I've been favored with a thoughtful repsonse from someone who obviously undestands the business. With permission, and with some minor cosmetic editing, I offer these thoughts here. It's a bit of inside baseball, meant for readers who really care about this stuff. But a remarkably large slice of the readership of this blog seems to fit into that cstegory. So here goes:
The loan servicer will be doing the foreclosing; in point of fact, I expect that in CA, for example, the servicer will engage a foreclosure company actually to handle the foreclosures. There should not be recourse to the originating lender; otherwise, from a regulatory standpoint, it would be treated as a loan from the originating lender to the loan purchaser, which defeats the whole purpose of the sale/securitization.
This can be unnecessarily complicated and jargon laden, but to oversimplify, the broker was most likely never the originating lender; the originating lender was likely a mortgage banker (which then pooled the loans and sold them) or, say, Citibank, which the mortgage loan broker or maybe even a mortgage banker brought to the table (which, in turn, pooled the loans and sold them); as noted above, however, the sale was undoubtedly without recourse, and the originating lender is out of the picture.
The more interesting questions for me are more practical: (1) how will the lenders structure their credit bids, (2) what they do with the REO (I know that they will sell it eventually but under what general or specific guidelines (i.e., how long will they hold it, to what will they cut the sales prices, etc.?)), and (3) if the lender is a sold out junior holding a note not protected by Cal. Civ. Code §580b, willl the lender seek to sue the debtor on the note?
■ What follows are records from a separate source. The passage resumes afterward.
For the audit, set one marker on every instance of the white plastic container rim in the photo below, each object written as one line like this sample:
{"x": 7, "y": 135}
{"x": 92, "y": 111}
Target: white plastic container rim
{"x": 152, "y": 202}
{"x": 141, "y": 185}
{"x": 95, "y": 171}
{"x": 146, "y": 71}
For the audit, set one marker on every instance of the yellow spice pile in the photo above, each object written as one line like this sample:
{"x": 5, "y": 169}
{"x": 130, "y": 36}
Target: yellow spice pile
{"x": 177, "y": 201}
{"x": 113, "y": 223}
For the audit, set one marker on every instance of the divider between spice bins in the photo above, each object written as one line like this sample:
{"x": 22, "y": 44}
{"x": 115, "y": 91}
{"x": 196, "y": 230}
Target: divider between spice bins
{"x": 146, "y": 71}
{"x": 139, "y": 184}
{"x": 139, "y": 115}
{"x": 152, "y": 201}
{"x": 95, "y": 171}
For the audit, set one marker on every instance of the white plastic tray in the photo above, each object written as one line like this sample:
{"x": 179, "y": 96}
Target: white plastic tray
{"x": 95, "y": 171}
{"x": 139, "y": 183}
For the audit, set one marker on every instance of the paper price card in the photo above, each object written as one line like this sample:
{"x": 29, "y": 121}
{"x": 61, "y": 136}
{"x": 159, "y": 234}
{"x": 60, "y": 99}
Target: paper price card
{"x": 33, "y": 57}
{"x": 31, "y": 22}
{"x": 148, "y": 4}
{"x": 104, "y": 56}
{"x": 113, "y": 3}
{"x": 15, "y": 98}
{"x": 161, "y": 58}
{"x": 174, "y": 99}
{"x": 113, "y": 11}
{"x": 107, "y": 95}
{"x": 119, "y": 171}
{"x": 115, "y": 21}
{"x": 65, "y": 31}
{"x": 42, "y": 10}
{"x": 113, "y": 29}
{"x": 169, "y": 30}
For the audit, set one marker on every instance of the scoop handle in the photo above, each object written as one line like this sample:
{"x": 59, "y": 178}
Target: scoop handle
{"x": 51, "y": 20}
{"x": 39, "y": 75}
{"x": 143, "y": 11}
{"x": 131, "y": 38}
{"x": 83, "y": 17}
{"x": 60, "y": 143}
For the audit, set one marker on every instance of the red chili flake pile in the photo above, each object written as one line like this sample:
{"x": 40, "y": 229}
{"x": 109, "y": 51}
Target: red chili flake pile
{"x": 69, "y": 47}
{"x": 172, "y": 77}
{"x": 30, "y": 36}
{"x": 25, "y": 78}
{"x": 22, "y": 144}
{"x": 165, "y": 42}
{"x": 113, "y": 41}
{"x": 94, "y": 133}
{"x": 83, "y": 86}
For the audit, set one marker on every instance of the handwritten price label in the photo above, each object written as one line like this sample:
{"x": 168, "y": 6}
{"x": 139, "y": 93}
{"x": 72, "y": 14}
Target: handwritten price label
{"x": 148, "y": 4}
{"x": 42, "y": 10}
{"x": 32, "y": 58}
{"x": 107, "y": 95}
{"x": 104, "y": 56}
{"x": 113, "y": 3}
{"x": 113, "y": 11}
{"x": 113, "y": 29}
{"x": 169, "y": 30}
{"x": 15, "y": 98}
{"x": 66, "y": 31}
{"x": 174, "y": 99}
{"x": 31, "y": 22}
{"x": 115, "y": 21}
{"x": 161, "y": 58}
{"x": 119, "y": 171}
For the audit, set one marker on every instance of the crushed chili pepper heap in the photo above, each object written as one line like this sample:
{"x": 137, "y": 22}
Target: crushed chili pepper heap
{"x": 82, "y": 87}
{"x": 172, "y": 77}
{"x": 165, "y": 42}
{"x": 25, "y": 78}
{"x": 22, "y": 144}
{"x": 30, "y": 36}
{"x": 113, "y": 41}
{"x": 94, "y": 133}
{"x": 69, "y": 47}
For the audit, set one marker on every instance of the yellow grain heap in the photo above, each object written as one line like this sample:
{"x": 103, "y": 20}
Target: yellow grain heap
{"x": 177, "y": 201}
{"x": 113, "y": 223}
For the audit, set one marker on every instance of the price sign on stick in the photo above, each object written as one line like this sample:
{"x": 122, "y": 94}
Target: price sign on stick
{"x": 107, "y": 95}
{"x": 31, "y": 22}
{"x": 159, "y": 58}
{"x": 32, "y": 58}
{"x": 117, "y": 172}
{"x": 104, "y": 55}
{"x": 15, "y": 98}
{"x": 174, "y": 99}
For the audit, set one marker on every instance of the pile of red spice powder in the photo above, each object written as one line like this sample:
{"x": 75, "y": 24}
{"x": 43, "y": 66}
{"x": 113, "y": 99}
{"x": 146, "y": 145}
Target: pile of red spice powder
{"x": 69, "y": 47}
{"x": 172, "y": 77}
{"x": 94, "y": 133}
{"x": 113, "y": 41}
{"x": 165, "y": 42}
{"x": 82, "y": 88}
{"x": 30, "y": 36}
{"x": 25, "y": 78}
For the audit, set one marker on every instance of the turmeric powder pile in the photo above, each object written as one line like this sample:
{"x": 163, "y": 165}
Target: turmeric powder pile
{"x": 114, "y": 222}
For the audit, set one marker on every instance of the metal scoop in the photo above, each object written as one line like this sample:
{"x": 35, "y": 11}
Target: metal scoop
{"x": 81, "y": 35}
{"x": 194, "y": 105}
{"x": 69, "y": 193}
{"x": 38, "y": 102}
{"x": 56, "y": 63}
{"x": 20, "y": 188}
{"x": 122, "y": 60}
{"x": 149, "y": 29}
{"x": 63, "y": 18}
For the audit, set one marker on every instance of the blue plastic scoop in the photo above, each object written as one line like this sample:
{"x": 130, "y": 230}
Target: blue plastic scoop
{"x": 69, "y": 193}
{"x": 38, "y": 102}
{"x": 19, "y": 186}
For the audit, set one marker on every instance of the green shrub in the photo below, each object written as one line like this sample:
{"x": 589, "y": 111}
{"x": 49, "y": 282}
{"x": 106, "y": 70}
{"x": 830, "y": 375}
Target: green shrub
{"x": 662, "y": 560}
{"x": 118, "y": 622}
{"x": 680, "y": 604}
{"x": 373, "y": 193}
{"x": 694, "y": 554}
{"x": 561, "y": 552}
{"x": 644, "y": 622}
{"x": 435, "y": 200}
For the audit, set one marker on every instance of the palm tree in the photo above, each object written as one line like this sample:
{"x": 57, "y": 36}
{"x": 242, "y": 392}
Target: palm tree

There are a bunch corollary questions, such as: can we expect to see judicial foreclosures given what should be the whopping deficiencies (and I think the answer is "no" given the fair value limitations)? That sort of leads to the second set of questions. At least in CA, because of the interplay of the one action rule and the anti-deficiency protections, I think that the lenders pretty much have to suck up the losses, except in the specific case referred to in (3) above. Given the fact that the debt has been securitized and sold on "the street," I don't know that there is a list of people whose arms can be twisted, unless it's the servicers, but their discretion is generally speaking severely limited, and they have to act in accordance with the loan documents and the indenture or other operative document that governs their engagement.
Similarly, I'm not sure I know what segment of the economy really gets hurt because they are holding, to put it mildly, less valuable securities. In other words, I don't think this will be like the S&L meltdown, but I don't know exactly who holds the securities (is it only pension funds?) and, thus, who will feel the pain. What I would expect is pressure from some quarters to stop making loans that aren't exactly predatory but that subject the consumers and the economy at large to undue risks because they can't be collected, result in the driving down of property values, etc. Whether this pressure comes from the government, the industry, or "the street" or all three, is another question.
And a goodbye comment that invites showcasing by itself:
Furthermore, I have to assume that someone has figured out how to profit from this on a large scale and is in the process of doing it, but I also don't know who that is.